VATICAN CITY (Reuters) - Jozef Wesolowski, a former archbishop and papal ambassador to the Dominican Republic, will go on trial on Saturday accused of child sex offences in a case seen as a test of Pope Francis’s drive to clean up the church.
It will be the first trial held under rules drawn up by the Argentinian pontiff in an effort to make the clergy accountable for their actions around the world and show that the Vatican is sensitive to widespread anger over repeated abuse scandals.
The 66-year-old former Polish archbishop was “apostolic nuncio”, or Vatican ambassador, in Santo Domingo for five years
and was recalled to Rome in 2013 after local media accused him of paying boys to perform sexual acts.
The pope ordered a criminal investigation and he was arrested last September and detained in the Vatican -- the first arrest in the tiny city state related to pedophilia charges.
After his arrest, Vatican inspectors found child pornographic material on his computer.
Wesolowski has already been defrocked by a Vatican tribunal, a rare occurrence and a sign of how seriously the church has taken the accusations against him.
He faces up to eight years in jail if found guilty of abusing a minor and two years for possession of child pornography.
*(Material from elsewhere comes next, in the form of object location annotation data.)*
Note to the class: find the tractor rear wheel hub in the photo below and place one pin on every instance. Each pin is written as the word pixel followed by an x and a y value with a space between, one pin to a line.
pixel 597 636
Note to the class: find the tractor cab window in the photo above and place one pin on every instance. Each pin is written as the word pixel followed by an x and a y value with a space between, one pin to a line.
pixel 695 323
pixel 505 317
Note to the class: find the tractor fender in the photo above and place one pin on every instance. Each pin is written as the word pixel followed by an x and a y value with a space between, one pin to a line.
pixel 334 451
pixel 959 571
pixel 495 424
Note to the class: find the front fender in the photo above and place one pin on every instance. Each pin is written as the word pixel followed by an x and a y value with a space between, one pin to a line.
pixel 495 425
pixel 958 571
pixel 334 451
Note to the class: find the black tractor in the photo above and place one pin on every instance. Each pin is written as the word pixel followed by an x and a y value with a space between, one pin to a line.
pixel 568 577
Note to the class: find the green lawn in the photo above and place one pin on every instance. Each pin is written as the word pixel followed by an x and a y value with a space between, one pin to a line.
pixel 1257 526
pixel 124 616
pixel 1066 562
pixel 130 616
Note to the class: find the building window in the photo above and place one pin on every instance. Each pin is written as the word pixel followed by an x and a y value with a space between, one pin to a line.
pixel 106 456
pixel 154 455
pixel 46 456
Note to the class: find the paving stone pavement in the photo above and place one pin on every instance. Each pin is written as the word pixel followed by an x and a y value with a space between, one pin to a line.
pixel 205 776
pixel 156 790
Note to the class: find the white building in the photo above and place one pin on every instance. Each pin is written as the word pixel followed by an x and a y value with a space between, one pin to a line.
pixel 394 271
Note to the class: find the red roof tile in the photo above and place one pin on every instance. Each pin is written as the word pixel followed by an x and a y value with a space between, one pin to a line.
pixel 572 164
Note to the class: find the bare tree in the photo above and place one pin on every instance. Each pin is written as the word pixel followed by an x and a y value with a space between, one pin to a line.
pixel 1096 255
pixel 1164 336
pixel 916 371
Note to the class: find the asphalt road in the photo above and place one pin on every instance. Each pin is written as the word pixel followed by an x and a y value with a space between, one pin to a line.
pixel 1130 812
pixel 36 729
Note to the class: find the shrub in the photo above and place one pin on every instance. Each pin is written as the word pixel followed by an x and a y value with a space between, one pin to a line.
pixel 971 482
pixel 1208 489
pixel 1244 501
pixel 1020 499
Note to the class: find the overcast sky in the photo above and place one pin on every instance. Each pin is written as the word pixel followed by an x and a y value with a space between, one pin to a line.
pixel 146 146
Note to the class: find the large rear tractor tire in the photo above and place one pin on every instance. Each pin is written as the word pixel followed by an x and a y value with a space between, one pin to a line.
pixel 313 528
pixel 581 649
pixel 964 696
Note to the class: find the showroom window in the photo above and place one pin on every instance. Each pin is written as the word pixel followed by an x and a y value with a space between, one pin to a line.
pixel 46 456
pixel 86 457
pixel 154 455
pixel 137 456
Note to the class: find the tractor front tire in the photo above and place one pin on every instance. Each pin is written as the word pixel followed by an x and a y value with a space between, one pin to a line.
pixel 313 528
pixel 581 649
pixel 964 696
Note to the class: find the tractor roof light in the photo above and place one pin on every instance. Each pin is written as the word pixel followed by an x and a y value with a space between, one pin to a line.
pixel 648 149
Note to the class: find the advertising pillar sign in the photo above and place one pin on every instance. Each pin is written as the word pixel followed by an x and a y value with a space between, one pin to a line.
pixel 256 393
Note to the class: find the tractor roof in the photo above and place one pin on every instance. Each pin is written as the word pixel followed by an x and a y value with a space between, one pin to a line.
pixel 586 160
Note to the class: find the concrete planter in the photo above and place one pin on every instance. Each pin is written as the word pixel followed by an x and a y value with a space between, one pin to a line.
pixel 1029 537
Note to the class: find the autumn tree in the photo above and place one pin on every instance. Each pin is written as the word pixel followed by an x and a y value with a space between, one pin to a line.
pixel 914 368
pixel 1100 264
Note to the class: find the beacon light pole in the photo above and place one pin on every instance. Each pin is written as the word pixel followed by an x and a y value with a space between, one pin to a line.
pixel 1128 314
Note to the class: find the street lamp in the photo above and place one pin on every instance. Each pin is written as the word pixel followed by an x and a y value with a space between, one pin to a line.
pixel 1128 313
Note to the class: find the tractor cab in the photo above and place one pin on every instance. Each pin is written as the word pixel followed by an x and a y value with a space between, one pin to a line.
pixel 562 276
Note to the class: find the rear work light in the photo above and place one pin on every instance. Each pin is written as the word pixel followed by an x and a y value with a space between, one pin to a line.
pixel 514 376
Such a sentence would almost certainly be served in Italy rather than the Vatican. Officials have also suggested he could be extradited to the Dominican Republic or Poland.
Looking to restore the credibility of the Roman Catholic Church following a wave of sexual scandals around the world, Francis ruled in 2013 that the Vatican’s criminal code could be applied to its employees wherever they lived.
In June, he also approved the creation of an unprecedented Vatican tribunal to judge bishops accused of covering up or failing to prevent sexual abuse of minors.
While groups representing victims of priestly abuse have welcomed the Wesolowski trial, they have said much more needs to be done to clean up the Church and root out wrongdoers.
One group, BishopAccountability.org, says 79 bishops have been accused publicly of sexual wrongdoing, and only four have been defrocked.
The pope will not be in the Vatican when Wesolowski’s trial opens. He is visiting three South American countries and has taken much of the Vatican media pack with him.
“It’s very important that they do this right and I‘m pretty sure that the date was chosen so that there wasn’t a big media circus surrounding day one of the trial,” said Robert Mickens, editor-in-chief of the Catholic magazine “Global Pulse”.
A Vatican official said Saturday’s hearing was expected to be taken up by procedural matters, adding that the trial was likely to continue for several months.